Cailian se retiró en silencio: la única esperanza ahora era el joven maestro mayor. Salió sigilosamente del salón principal y corrió a través de la puerta de la luna.

Qing Ru estaba fuera de sí, gritando:

—¡Padre, no puedes hacer esto! ¡Mamá ha sido tu esposa durante más de veinte años!

Pero Xie Shu levantó sus ojos inyectados en sangre, mirándola con ferocidad, y pronunció con dificultad entre dientes:

—¡Pequeña ramera, ahora me ocuparé de ti!

Esto asustó a Qing Ru y la dejó en silencio.

Al verlo escribir trazo a trazo, Madame Hu sintió como si fuera una pesadilla, no la realidad. Aunque hacía días que intuía que la visita de Qing Yuan no traería nada bueno, había esperado en silencio, esperando a que el Maestro lo discutiera con ella, incluso a que la interrogara, pero no había pasado nada, todo había estado en calma hasta hoy. Pensó que, aunque estuviera enojado, consideraría los años que habían pasado juntos, pero debido a la escena de Qing He, se estaba divorciando de ella. No podía entenderlo.

Aferrándose aún a la esperanza, suplicó:

—Maestro, he sido tu esposa todos estos años. Aunque no tenga méritos, he trabajado duro. ¡Cómo puedes soportar arrojarme a una situación tan irremediable!

Xie Shu se mostró resuelto, con el rostro sombrío como el agua, sin siquiera mirarla.

Sabiendo que era inútil, Madame Hu se volvió para suplicarle a la abuela, agarrándose a sus piernas:

—Madre... Madre, tú me conoces, ¡todo lo que hice fue por esta familia! Ahora que los hijos e hijas han crecido, el maestro quiere divorciarse de mí, ¡esto es como empujarme a la muerte!

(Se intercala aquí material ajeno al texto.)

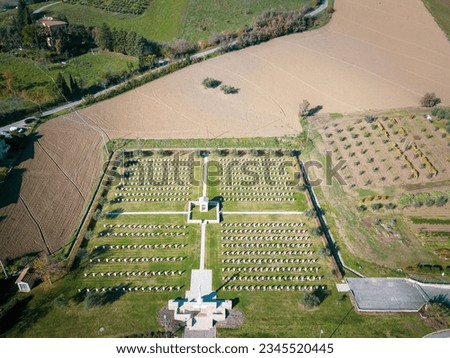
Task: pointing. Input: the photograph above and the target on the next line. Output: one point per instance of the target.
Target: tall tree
(23, 16)
(74, 88)
(9, 79)
(104, 38)
(62, 85)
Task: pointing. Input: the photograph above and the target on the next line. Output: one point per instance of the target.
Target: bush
(3, 173)
(434, 111)
(315, 298)
(430, 100)
(376, 206)
(209, 82)
(310, 300)
(93, 299)
(229, 89)
(441, 114)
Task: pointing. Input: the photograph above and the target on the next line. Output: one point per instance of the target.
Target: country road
(69, 105)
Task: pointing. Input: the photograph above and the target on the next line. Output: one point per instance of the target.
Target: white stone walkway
(202, 246)
(205, 175)
(112, 213)
(263, 212)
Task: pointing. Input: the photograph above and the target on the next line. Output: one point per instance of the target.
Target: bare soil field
(373, 55)
(54, 181)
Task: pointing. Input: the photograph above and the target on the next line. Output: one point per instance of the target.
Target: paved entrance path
(202, 246)
(263, 212)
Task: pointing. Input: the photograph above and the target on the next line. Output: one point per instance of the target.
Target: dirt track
(375, 54)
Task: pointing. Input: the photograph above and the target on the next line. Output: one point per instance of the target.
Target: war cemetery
(233, 224)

La abuela bajó la mirada, como un Buda compasivo, y suspiró:

         —Wen Zhuo, has estado con nuestra familia Xie durante más de veinte años, administrando la casa durante más de veinte años. Vi lo capaz que eras en todo, por eso me sentí cómoda confiándote todo a tu cuidado. Pero por muy grandes que sean tus contribuciones, no deberías haber hecho esas cosas. El encuentro de la cuarta hija con los bandidos en el templo Bijin, ¿no lo organizaste tú con gente de afuera? La segunda hija en el templo Huguo... esos dos falsos monjes también los enviaste tú para conspirar contra la cuarta hija. Has hecho daño a los demás y a ti misma, ¿cómo es posible que aún no te arrepientas? El maestro se divorcia de ti para protegerte. Si la cuarta hija llevara esto a los tribunales, no solo se tratarían estos asuntos, sino que también se te acusaría de dos cargos de asesinato. Según la ley, te enfrentarías a la muerte, ¿no lo sabes? Así que acéptalo y no digas nada más. Tus padres aún viven y tienes hermanos; sean buenos o malos, te darán un lugar donde vivir. La decisión del maestro debe haber sido cuidadosamente considerada. Ahora soy vieja y ya no puedo ocuparme de tantas cosas, ¡todo depende de ti!